El conocimiento de su esterilidad seguía siendo muy doloroso, quizás en aquellos momentos más que nunca; se pasó la lengua por el labio inferior mientras contemplaba la animación de la calle.

Philip detuvo el coche en doble fila en la puerta de su casa y dejó el motor en marcha.

– Gracias por la cena -dijo Alex-. ¿Quieres pasar?

Advirtió que una extraña expresión cruzaba el rostro de su acompañante durante un instante, una expresión que le pareció casi de miedo.

– Será mejor que vuelva a mi trabajo.

– ¿Esta noche?

– Un genio no puede tener al mundo esperando eternamente.

– Ni a su agente.

– No, claro que no.

– Oye, ¿te importaría entrar un segundo? Te enseñaré la postal y me dices tu opinión.

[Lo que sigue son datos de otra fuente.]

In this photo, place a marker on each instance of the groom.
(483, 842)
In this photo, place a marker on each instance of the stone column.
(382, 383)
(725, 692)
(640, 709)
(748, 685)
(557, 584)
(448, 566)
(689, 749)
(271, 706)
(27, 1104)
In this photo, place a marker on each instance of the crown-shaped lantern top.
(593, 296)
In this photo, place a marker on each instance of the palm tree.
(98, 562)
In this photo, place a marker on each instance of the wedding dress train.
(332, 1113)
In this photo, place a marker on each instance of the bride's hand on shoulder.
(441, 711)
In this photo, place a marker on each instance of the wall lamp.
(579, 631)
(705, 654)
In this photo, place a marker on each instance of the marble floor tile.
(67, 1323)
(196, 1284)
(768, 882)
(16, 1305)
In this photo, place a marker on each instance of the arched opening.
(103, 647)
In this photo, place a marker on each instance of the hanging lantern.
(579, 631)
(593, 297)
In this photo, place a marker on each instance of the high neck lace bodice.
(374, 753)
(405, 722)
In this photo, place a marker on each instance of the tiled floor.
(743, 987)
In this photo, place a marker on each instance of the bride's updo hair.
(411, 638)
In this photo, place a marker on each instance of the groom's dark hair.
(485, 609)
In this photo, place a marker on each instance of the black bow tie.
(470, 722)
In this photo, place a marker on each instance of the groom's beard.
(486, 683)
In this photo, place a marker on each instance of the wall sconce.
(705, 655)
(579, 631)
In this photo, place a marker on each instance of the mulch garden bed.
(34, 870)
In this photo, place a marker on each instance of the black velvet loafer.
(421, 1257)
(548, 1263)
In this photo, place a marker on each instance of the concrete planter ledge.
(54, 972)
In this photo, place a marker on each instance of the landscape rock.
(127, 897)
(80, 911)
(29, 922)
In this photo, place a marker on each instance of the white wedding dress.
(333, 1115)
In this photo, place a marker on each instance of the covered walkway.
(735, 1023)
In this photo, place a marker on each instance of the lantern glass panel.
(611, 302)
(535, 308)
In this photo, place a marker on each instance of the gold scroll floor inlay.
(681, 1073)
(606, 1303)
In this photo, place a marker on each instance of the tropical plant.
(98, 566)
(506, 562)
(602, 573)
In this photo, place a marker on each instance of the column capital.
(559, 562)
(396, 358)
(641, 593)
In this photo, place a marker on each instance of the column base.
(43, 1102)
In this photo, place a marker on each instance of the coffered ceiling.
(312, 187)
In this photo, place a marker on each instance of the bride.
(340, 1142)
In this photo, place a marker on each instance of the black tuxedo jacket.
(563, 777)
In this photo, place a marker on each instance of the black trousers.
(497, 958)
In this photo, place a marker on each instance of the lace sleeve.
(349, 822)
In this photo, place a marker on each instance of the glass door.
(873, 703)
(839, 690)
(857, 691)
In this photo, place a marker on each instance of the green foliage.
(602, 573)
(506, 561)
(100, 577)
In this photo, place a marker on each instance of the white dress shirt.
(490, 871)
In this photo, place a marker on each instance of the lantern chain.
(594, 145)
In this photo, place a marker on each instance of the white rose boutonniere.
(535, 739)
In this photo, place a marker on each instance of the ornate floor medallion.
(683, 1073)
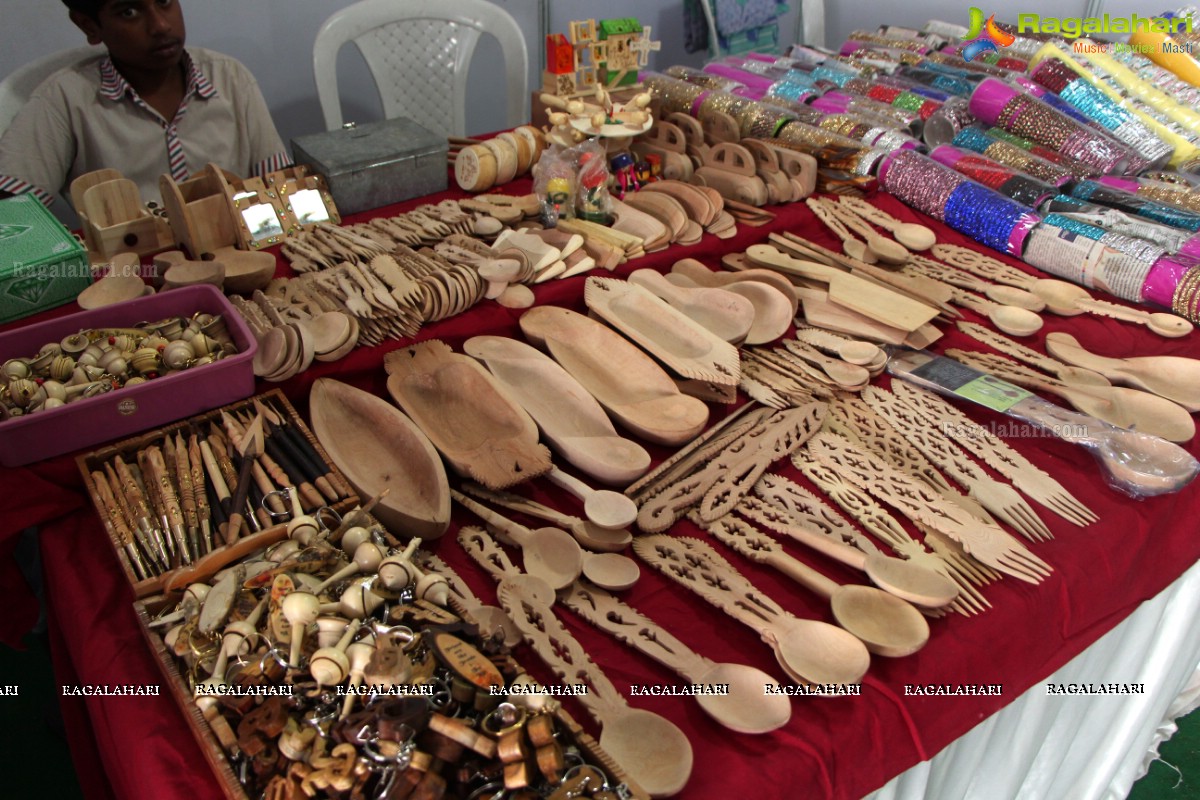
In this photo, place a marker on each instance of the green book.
(41, 264)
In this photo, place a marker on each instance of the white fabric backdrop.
(1079, 747)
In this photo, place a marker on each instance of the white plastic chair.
(19, 85)
(419, 53)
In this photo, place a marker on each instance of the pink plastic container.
(125, 411)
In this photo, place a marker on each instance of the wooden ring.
(474, 168)
(505, 160)
(535, 139)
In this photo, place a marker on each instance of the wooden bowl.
(377, 446)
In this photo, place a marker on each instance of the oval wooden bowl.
(472, 421)
(246, 270)
(378, 447)
(635, 390)
(571, 421)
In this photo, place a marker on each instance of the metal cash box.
(375, 164)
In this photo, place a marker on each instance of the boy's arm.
(37, 149)
(267, 150)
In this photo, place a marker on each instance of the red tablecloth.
(837, 747)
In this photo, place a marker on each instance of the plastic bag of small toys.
(553, 181)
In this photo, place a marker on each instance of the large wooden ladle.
(587, 534)
(549, 553)
(808, 650)
(886, 624)
(747, 708)
(604, 507)
(726, 314)
(901, 578)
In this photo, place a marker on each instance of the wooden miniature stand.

De nuevo vio la misma expresión cruzar su rostro y en esa ocasión no tuvo duda de que en ella se reflejaba el miedo. Lo miró y ella misma se sintió incómoda, preguntándose qué podría ser lo que le asustaba, qué había sido capaz de penetrar las defensas aparentemente infranqueables que lo rodeaban como la concha de un molusco.

Durante un momento Philip fijó la mirada en el parabrisas, sin decir nada. Después puso la marcha atrás, con un extraño ademán de resignación, como si se diera por vencido, y se volvió para mirar hacia atrás, por encima del hombro.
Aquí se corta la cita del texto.